Bu futbolun karakterdir. Bu hal de seyirciyi kolektif histeri diyebileceğimiz bir alana taşır. Ve kadın erkek, çoluk çocuk, cemi cümle kenar mahalleden şirket CEO’suna kadar herkesin toptan küfredebilmesinin sebebi budur. Bu kendi başına çok garip bir durumdur. Çünkü futbol 11 adamın karşılıklı olarak bir topun peşinden koşmasından ibaret değildir. Bunun bir toplumsal dalgalanmaya, hale, histeriye dönüşmesi, bunun tarihsel bir olgu haline gelmesi kendi başına bir durumdur. Aslında Anderson’un Hayali Cemaatler kitabında ulus için anlattığı hayali cemaat olma durumu, futbol takımları için çok daha fazlasıyla geçerlidir. Meselenin bu tarafı düşündürücüdür. İdeolojik gruplarda görülen ideolojiye bağlı histeriyi çağrıştırır akıl dışına düşme durumu mütemadiyen tezahür etmektedir. Ki burada ortada çarpık da olsa bir düşünce olmadığı için daha saçma, bazen de neredeyse kollektif cinnet diyebileceğimiz haller zuhur edebilmektedir.
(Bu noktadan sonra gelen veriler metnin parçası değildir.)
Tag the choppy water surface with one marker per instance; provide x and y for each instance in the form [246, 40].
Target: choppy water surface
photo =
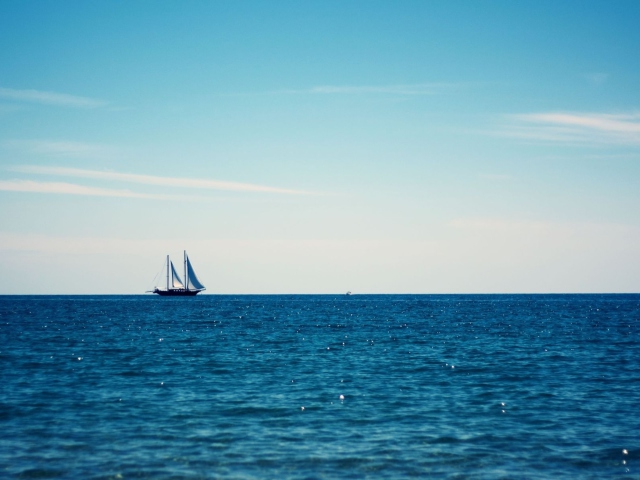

İnsanın genel olarak yukarı ile irtibatını, yani üst alanla üst prensiple irtibatını kural olarak tamamen kapatabilmesi mümkün değildir. Modern toplum tekâmül yollarını mümkün mertebe kesebilmek üzerine yoğunlaşmaktadır. Modern dünyanın egemen aklının siyaseti mütemadiyen ikilik oluşturmak, mevcut ikilikleri körüklemek, yoksa suni ikilikler icat etme siyaseti olarak tanımlanabilir. Demek ki modern dünyanın konsepti keskin çatışmaların devamı ve hatta çatışma yoksa icadı, zayıfsa körüklenmesi üzerine kuruludur. Ki bir toplumda mesela Türkiye’de sadecefutbol takımları taraftarlığı üzerinden, İstanbul’da Türkiye’de bir taraftar çatışması çıkması bile imkân dolayısıyla da ihtimal dâhilindedir.
Modern dünya insanı genel olarak akıl dışı alana çekmeye ve aklı gölgelemeye çalışır. Bunu sinema ile uyuşturucu ile yapar. Beri yandan bir de futbolun da böyle bir işlevi olduğu söylenebilir. İdeolojik kamplaşmalarda da böyledir, kişiler ve gruplar akıl dışı alana itildiği zaman onların akıl yönünden ıslah olmaları son derece zordur. Zaten ideolojik kamplaşmalar da bu yüzden kolay kolay çözülemez, akli bir neticeye bağlanamaz. Ama futbol insanları bazen hepten akıl dışı bir alana taşıdığı için burada çıkacak sorun iyicene bizi çetrefil bir yere götürebilir. Tüm bunların 26 Ekim 1863 tarihinde Londra’da futbolun ilk kurallarının İngiltere Birleşik Büyük Mason Locası tarafından konulmuş olması ile irtibatı olmalıdır. Ve bunun da herhalde hakiki manevi otoritenin yerini almış olan masonluğun ve diğer bazı cemiyetlerin modern dünyada oynadığı rol ile irtibatı vardır. Bu ise bir başka yazının konusudur.